The safety of aspartame has been the subject of several political and medical controversies, United States congressional hearings and Internet hoaxes since its initial approval for use in food products by the U.S. Food and Drug Administration (FDA) in 1981. The European Food Safety Authority concluded in its 2013 re-evaluation that aspartame and its breakdown products are safe for human consumption at current levels of exposure, corroborating other medical reviews. However, because its breakdown products include phenylalanine, aspartame must be avoided by people with the genetic condition phenylketonuria(PKU).
Aspartame is a methyl ester of the dipeptide of the natural amino acids L-aspartic acid and L-phenylalanine. Under strongly acidic or alkaline conditions, aspartame may generate methanol by hydrolysis. Under more severe conditions, the peptide bonds are also hydrolyzed, resulting in free amino acids.

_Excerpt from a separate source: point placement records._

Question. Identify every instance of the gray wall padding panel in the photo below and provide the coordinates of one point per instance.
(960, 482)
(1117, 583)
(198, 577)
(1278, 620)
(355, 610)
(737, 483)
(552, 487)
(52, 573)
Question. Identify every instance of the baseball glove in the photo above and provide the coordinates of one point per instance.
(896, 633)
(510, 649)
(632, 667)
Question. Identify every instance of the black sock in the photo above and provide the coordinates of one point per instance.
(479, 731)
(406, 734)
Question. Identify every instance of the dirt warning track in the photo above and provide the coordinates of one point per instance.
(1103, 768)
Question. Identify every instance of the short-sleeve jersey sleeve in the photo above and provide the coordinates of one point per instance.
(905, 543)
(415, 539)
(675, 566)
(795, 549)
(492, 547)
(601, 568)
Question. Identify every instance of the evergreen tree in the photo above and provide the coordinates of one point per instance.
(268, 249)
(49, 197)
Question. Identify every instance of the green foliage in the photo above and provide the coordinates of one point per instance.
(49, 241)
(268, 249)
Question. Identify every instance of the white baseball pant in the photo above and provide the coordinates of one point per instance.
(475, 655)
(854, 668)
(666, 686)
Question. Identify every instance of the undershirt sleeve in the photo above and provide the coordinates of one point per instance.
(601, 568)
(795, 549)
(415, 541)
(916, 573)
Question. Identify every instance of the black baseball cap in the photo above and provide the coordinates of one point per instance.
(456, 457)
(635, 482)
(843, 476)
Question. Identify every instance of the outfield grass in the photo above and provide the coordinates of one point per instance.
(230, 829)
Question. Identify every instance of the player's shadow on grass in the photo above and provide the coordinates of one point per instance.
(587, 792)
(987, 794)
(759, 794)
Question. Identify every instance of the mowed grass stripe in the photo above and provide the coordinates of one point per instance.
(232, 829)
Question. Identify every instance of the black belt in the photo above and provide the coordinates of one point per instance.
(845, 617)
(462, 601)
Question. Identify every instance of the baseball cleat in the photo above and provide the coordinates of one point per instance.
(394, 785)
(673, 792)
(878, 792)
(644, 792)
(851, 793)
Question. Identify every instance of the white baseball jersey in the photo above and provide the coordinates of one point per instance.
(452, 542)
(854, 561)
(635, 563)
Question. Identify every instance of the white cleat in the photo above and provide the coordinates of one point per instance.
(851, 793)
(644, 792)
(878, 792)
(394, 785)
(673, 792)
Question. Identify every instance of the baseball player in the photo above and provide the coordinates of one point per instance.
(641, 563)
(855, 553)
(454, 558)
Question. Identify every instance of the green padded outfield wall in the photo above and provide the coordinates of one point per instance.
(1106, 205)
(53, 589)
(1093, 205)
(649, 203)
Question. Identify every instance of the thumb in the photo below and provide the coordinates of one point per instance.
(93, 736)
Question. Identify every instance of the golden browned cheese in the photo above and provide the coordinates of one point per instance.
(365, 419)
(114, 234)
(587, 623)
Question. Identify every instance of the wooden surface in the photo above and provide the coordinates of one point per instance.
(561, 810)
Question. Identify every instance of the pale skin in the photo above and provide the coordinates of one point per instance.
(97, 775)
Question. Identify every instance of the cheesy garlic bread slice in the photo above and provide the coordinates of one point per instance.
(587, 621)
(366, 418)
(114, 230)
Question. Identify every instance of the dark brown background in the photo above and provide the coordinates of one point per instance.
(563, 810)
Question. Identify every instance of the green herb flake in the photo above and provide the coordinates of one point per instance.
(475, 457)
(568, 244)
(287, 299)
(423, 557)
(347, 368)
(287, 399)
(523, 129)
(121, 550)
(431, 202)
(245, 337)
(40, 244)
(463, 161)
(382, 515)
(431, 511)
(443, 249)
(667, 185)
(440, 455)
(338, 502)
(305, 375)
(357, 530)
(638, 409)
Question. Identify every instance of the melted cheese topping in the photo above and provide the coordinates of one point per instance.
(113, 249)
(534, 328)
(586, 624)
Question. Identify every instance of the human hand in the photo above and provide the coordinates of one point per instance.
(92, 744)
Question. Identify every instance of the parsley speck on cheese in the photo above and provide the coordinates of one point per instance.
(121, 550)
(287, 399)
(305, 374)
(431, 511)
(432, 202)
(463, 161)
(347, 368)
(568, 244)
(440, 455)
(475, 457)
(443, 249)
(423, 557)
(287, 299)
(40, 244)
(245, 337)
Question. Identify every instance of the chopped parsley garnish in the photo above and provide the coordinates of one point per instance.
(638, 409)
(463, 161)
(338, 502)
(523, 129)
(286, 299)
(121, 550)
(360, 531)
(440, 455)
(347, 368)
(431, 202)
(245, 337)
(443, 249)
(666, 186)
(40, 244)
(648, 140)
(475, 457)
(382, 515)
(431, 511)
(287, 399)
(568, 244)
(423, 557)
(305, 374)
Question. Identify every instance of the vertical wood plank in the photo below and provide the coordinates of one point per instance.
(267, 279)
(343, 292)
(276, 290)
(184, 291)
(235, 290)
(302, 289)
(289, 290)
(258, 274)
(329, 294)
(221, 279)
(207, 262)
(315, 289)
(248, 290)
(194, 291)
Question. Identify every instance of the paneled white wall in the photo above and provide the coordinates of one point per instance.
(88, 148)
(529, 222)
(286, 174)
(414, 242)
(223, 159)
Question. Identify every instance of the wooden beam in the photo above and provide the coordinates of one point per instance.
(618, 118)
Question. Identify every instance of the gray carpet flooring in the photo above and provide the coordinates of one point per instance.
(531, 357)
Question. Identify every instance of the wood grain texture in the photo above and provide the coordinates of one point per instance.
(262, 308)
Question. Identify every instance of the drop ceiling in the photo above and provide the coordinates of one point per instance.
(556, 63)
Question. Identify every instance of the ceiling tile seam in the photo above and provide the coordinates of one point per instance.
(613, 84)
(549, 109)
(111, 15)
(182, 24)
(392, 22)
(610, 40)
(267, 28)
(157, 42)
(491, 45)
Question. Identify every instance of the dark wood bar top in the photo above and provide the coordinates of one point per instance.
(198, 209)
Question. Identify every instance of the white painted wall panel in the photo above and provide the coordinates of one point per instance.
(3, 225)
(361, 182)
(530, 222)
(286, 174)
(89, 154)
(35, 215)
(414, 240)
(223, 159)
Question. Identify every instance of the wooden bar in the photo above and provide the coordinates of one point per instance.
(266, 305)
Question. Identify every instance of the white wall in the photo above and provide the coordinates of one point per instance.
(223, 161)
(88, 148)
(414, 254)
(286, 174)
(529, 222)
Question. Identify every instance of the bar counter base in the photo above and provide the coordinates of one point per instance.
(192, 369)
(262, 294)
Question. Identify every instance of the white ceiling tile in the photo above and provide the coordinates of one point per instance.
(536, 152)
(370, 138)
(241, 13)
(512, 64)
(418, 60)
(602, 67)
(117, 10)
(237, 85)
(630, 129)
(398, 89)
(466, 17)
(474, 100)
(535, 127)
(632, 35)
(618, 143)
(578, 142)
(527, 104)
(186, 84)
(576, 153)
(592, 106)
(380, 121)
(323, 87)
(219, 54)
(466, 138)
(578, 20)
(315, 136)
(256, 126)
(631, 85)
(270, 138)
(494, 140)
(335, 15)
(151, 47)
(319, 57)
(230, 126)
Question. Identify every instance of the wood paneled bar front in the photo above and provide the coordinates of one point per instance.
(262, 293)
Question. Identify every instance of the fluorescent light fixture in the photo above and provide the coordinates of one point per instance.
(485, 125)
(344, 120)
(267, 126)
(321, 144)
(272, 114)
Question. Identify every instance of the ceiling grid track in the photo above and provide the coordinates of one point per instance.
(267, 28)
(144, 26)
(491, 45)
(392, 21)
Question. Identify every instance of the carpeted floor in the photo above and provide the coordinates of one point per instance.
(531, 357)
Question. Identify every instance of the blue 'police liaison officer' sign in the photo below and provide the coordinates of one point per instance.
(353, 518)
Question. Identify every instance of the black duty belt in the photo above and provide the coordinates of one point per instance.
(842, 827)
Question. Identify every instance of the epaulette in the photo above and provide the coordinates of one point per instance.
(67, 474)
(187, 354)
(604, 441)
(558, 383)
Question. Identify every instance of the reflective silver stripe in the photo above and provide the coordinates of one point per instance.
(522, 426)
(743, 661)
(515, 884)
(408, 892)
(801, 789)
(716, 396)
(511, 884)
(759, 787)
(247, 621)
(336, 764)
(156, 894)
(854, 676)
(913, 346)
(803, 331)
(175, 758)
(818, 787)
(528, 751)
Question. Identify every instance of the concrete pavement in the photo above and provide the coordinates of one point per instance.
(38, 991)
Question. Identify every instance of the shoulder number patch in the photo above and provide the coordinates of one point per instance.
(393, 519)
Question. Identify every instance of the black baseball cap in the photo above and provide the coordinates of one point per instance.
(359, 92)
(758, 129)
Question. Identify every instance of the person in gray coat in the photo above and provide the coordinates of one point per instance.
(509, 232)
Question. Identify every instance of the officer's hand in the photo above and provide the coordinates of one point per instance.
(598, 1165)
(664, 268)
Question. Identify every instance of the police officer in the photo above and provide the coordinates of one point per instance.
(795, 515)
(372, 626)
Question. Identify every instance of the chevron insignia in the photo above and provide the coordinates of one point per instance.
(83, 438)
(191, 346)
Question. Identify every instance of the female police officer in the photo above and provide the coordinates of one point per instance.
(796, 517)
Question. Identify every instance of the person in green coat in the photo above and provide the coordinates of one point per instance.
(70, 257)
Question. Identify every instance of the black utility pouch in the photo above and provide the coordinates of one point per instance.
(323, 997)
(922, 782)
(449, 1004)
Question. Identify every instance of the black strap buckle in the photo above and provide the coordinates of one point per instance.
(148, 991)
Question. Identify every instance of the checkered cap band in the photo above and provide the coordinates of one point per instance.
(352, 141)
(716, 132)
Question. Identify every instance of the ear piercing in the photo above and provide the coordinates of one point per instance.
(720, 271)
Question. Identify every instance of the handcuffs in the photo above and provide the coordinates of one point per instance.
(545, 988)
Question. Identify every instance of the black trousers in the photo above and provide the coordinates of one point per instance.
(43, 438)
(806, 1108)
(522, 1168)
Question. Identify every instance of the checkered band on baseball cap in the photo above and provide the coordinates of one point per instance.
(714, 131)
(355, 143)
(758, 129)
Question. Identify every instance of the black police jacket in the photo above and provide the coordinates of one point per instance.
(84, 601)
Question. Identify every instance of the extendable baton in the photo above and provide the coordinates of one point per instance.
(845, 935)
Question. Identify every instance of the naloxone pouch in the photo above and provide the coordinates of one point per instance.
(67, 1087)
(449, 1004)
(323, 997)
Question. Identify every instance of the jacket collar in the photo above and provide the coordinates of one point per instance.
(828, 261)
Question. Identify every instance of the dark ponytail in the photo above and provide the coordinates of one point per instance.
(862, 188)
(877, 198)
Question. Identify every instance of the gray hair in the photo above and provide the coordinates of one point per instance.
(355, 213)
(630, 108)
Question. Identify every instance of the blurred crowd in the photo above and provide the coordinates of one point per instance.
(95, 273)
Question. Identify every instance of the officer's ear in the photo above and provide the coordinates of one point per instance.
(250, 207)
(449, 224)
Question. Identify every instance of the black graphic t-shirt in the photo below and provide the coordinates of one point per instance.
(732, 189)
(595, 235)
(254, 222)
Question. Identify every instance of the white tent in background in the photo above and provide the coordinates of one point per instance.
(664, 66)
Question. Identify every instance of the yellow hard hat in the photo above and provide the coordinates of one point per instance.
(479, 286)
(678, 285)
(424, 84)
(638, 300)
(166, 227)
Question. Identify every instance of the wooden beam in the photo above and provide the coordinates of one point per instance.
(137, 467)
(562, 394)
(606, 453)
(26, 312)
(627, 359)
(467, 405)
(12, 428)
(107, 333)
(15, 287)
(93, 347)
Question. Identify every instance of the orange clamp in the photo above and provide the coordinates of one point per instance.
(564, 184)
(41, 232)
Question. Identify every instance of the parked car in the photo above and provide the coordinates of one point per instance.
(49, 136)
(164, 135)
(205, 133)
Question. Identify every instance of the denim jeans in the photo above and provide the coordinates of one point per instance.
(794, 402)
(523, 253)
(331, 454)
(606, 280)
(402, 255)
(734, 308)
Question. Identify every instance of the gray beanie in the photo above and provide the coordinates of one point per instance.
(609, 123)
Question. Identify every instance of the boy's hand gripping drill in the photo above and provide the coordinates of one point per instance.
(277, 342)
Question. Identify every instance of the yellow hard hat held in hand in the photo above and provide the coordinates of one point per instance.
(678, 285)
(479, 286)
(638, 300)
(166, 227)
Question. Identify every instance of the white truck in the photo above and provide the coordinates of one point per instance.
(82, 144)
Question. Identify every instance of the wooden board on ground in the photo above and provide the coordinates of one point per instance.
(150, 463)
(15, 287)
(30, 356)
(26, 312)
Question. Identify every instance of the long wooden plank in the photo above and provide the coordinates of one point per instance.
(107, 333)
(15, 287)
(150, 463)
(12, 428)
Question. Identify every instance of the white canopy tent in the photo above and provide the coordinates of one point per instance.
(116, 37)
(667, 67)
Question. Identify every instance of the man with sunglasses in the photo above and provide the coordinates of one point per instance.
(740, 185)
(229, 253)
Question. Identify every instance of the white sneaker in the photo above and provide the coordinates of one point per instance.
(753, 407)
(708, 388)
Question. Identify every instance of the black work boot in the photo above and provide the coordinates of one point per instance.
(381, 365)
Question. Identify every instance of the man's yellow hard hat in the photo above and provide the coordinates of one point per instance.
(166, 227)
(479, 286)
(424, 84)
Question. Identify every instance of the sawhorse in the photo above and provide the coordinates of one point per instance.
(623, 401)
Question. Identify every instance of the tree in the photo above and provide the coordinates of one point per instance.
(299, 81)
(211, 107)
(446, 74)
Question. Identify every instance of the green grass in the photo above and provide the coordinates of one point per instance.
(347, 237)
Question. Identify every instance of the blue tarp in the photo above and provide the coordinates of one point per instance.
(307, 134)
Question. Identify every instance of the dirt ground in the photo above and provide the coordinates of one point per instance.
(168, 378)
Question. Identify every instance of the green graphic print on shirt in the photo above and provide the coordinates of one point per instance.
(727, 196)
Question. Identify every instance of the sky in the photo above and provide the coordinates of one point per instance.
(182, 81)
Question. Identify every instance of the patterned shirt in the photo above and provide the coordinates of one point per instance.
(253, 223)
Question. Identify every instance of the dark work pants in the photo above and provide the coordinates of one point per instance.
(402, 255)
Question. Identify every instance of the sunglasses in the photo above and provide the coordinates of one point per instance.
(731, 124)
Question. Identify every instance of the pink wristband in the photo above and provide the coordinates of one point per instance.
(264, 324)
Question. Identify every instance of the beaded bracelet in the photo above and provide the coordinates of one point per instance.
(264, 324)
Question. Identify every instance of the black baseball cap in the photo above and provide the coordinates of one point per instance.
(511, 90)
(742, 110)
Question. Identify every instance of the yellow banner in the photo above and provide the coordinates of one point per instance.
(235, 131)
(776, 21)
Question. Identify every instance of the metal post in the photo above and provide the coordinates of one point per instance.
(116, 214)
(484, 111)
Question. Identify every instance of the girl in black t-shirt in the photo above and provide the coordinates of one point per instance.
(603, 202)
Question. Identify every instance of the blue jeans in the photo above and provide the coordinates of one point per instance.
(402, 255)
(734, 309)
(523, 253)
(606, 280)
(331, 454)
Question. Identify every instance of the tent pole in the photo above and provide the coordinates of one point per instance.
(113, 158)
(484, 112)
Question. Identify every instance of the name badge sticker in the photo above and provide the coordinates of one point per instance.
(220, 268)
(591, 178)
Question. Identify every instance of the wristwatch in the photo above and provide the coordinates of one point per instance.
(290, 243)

While known aspects of synthesis are covered by patents, many details are proprietary. Two approaches to synthesis are used commercially. In the chemical synthesis, the two carboxyl groups of aspartic acid are joined into an anhydride, and the amino group is protected by converting it to a functional group that will not interfere in the next reaction. Phenylalanine is converted to its methyl ester and combined with the N-protected aspartic anhydride; then the protecting group is removed from aspartic nitrogen by acid hydrolysis. The drawback of this technique is that a byproduct, the bitter-tasting β-form, is produced when the wrong carboxyl group from aspartic acid links to phenylalanine. A process using an enzyme from Bacillus thermoproteolyticus to catalyze the condensation of the chemically altered amino acids will produce high yields without the β-form byproduct. A variant of this method, which has not been used commercially, uses unmodified aspartic acid, but produces low yields. Methods for directly producing aspartyl-phenylalanine by enzymatic means, followed by chemical methylation, have also been tried, but not scaled for industrial production.
The perceived sweetness of aspartame (and other sweet substances like acesulfame K) in humans is due to its binding of the heterodimer G-protein coupled receptor formed by the proteins TAS1R2 and TAS1R3.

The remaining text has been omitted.